夕方までなにをして過ごせばいいんだろう」
(他の専業主婦の人たちは、みんなどうしているのかしら)
結婚して五年目で、由美子は初めて専業主婦になった。
理由は子供が欲しいから。
本当は仕事を続けながら子供を育てるのが由美子の理想だった。
だけど、「子供がなかなかできないのは奥さんの仕事が忙しすぎるせいもあります」
なんて医者に言われて、「そうかもしれない」と思ってしまった。
(だって、本当に私のしていた仕事は忙しかったんだもの)
大学を卒業して大手出版社に就職した由美子は、社内で有能な編集者と認められていた。
高倍率の就職試験に受かったのは、なによりも由美子の実力のたまものなのだった。
そんな由美子が社会人二年目で結婚した相手は、同じ大学の同級生。
付き合いも長く、友達の延長のように自然に夫婦になった。
夫は某二流電器メーカーに勤める地味なサラリーマンだ。
給料は由美子のほうが多かった。
だけどそれを気にするようなプライドを持ち合わせている夫ではない。
そういうところにこそ由美子は好感を持ったのだ。
穏やかで細かいことを気にしない夫の性格は由美子にとっては好ましいものだった。
友達に言われたような、頼りないとか、男らしくないとか、そんな不満を夫に対して持ったことは一度もない。
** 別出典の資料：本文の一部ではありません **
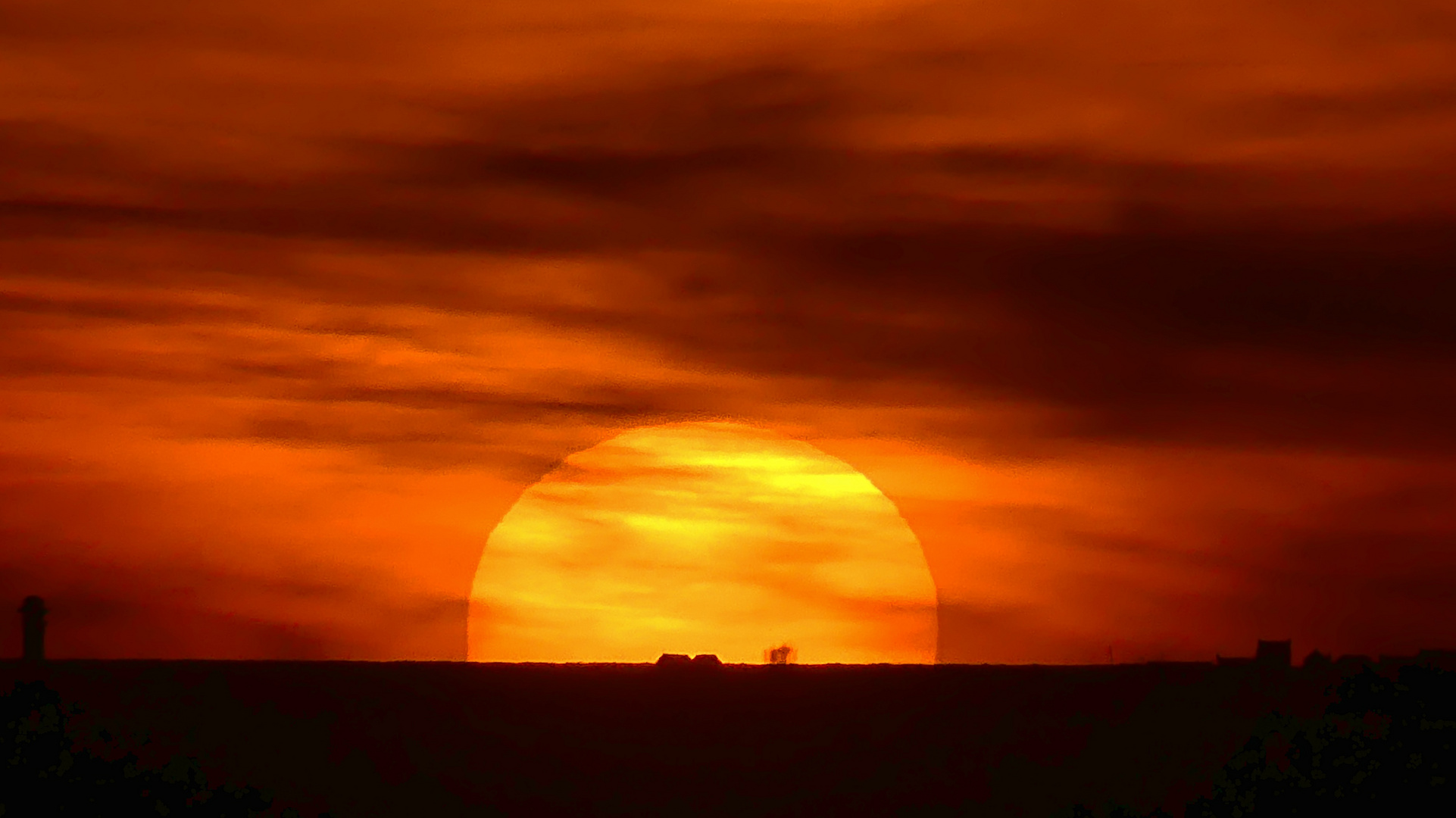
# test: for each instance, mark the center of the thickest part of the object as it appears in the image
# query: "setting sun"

(なかなか子供ができないことを相談すると、みんなどうして私が夫に不満を持っていると思うのかしら。
「ご主人が淡白なんでしょう?」とか「夜のほうはうまくいってるの?」なんて聞かれて何度顔を赤くしたかわからない。
そんなこと聞かれて答えられるわけないじゃないの。
それに私は不満に思ってなんていないんだから。
自然にまかせていれば、そのうち妊娠するという程度には夫婦生活だってしているんだし。
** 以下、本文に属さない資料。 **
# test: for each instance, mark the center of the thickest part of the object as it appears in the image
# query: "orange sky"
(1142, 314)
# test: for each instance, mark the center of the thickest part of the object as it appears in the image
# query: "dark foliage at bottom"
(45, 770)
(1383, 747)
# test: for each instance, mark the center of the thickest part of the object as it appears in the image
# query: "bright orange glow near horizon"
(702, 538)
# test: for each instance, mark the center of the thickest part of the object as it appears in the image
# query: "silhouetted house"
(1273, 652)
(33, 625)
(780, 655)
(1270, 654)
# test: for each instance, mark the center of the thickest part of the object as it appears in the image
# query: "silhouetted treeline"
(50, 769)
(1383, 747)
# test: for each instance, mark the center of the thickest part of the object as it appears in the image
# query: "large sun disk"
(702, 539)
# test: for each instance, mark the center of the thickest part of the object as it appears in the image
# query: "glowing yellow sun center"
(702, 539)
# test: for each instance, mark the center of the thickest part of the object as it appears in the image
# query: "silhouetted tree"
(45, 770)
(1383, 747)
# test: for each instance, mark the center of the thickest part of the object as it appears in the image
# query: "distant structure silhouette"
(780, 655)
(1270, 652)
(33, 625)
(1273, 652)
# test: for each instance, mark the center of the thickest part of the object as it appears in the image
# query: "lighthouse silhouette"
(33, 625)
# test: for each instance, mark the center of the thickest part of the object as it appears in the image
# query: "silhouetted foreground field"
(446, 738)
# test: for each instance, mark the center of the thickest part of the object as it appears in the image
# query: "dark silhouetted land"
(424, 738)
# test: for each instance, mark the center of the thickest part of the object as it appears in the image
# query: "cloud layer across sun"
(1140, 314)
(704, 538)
私も夫も、そっちのほうの欲求は強いほうじゃないから、ちょうどいいと思っていたんだけど、子供ができないこととは関係ないわよね)
テレビをつけたまま、ボーッと考え事をしているうちにいつのまにか十二時になっていた。
「えっ、もう、こんな時間?」
誰もいないのに、声に出して思っていることを言ってしまってから、由美子はあわてて口を押さえた。